Multimodal knowledge graphs (MKGs), which intuitively organize information in various modalities, can benefit multiple practical downstream tasks, such as recommendation systems, and visual question answering. However, most MKGs are still far from complete, which motivates the flourishing of MKG reasoning models. Recently, with the development of general artificial architectures, the pretrained transformer models have drawn increasing attention, especially for multimodal scenarios. However, the research of multimodal pretrained transformer (MPT) for knowledge graph reasoning (KGR) is still at an early stage. As the biggest difference between MKG and other multimodal data, the rich structural information underlying the MKG still cannot be fully leveraged in existing MPT models. Most of them only utilize the graph structure as a retrieval map for matching images and texts connected with the same entity. This manner hinders their reasoning performances. To this end, we propose the graph Structure Guided Multimodal Pretrained Transformer for knowledge graph reasoning, termed SGMPT. Specifically, the graph structure encoder is adopted for structural feature encoding. Then, a structure-guided fusion module with two different strategies, i.e., weighted summation and alignment constraint, is first designed to inject the structural information into both the textual and visual features. To the best of our knowledge, SGMPT is the first MPT model for multimodal KGR, which mines the structural information underlying the knowledge graph. Extensive experiments on FB15k-237-IMG and WN18-IMG, demonstrate that our SGMPT outperforms existing state-of-the-art models, and prove the effectiveness of the designed strategies.

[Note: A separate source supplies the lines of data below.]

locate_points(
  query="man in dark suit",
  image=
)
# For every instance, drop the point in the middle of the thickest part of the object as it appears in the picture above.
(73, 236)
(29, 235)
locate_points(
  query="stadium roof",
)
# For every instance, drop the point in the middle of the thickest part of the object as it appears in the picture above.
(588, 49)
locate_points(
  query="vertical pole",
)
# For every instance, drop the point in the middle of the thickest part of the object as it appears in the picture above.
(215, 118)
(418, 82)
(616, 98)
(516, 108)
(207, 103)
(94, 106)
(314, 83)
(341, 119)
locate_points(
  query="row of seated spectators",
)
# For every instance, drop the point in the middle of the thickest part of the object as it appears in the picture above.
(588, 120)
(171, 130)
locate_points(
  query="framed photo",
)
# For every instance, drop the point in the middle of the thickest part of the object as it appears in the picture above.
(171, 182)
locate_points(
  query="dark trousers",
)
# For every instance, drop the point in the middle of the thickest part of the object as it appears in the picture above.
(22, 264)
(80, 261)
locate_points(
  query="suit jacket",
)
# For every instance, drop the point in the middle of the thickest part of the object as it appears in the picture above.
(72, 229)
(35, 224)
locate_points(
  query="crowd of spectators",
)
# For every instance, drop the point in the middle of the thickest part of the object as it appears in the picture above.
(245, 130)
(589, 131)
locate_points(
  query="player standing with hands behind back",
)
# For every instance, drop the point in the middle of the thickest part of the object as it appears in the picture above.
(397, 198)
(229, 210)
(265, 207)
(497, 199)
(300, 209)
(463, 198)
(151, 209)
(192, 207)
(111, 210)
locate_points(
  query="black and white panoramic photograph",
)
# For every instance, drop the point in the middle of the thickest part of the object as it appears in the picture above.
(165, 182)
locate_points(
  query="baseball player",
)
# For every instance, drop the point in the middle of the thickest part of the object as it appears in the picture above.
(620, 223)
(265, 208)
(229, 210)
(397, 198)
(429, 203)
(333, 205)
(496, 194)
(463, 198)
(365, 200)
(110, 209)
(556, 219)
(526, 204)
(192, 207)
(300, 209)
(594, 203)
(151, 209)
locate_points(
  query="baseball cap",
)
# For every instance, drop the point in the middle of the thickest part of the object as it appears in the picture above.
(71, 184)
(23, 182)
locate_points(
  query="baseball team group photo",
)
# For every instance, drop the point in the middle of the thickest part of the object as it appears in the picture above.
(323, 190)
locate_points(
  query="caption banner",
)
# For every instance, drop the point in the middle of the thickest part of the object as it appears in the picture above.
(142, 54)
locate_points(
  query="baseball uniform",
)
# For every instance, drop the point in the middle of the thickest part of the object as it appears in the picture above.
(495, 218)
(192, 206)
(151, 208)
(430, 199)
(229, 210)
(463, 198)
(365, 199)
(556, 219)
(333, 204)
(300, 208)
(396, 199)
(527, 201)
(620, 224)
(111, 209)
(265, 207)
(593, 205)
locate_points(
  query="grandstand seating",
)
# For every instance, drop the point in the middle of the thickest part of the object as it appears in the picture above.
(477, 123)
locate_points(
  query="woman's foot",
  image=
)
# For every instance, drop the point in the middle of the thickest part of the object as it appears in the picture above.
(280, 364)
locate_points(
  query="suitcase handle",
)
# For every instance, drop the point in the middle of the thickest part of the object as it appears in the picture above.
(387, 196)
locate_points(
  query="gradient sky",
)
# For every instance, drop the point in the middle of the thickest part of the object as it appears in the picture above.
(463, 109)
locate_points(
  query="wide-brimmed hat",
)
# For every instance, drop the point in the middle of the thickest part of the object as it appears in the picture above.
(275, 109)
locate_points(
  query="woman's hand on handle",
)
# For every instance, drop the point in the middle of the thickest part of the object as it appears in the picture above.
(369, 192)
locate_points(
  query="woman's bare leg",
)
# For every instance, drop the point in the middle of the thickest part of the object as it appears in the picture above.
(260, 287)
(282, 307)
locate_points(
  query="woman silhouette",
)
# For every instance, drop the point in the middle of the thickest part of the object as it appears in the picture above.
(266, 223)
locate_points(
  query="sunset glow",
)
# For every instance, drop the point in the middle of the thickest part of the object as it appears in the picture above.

翻译：多模态知识图谱直观地组织各种模态的信息，能够促进推荐系统和视觉问答等多种实际下游任务。然而，大多数多模态知识图谱仍远未完善，这推动了多模态知识图谱推理模型的蓬勃发展。近年来，随着通用人工智能架构的发展，预训练Transformer模型，特别是在多模态场景中，引起了越来越多的关注。然而，用于知识图谱推理的多模态预训练Transformer的研究仍处于早期阶段。作为多模态知识图谱与其他多模态数据最大的区别，现有多模态预训练Transformer模型无法充分利用其丰富的结构信息，其中大多数模型仅将图结构用作匹配与同一实体连接的图像和文本的检索图，这种处理方式限制了其推理性能。为此，我们提出了用于知识图谱推理的图结构引导多模态预训练Transformer（SGMPT）。具体而言，采用图结构编码器进行结构特征编码，然后首次设计了具有两种不同策略（即加权求和和对齐约束）的结构引导融合模块，将结构信息注入文本和视觉特征中。据我们所知，SGMPT是首个用于多模态知识图谱推理的MPT模型，能够挖掘知识图谱背后的结构信息。在FB15k-237-IMG和WN18-IMG上的大量实验表明，我们的SGMPT优于现有的最先进模型，并证明了所设计策略的有效性。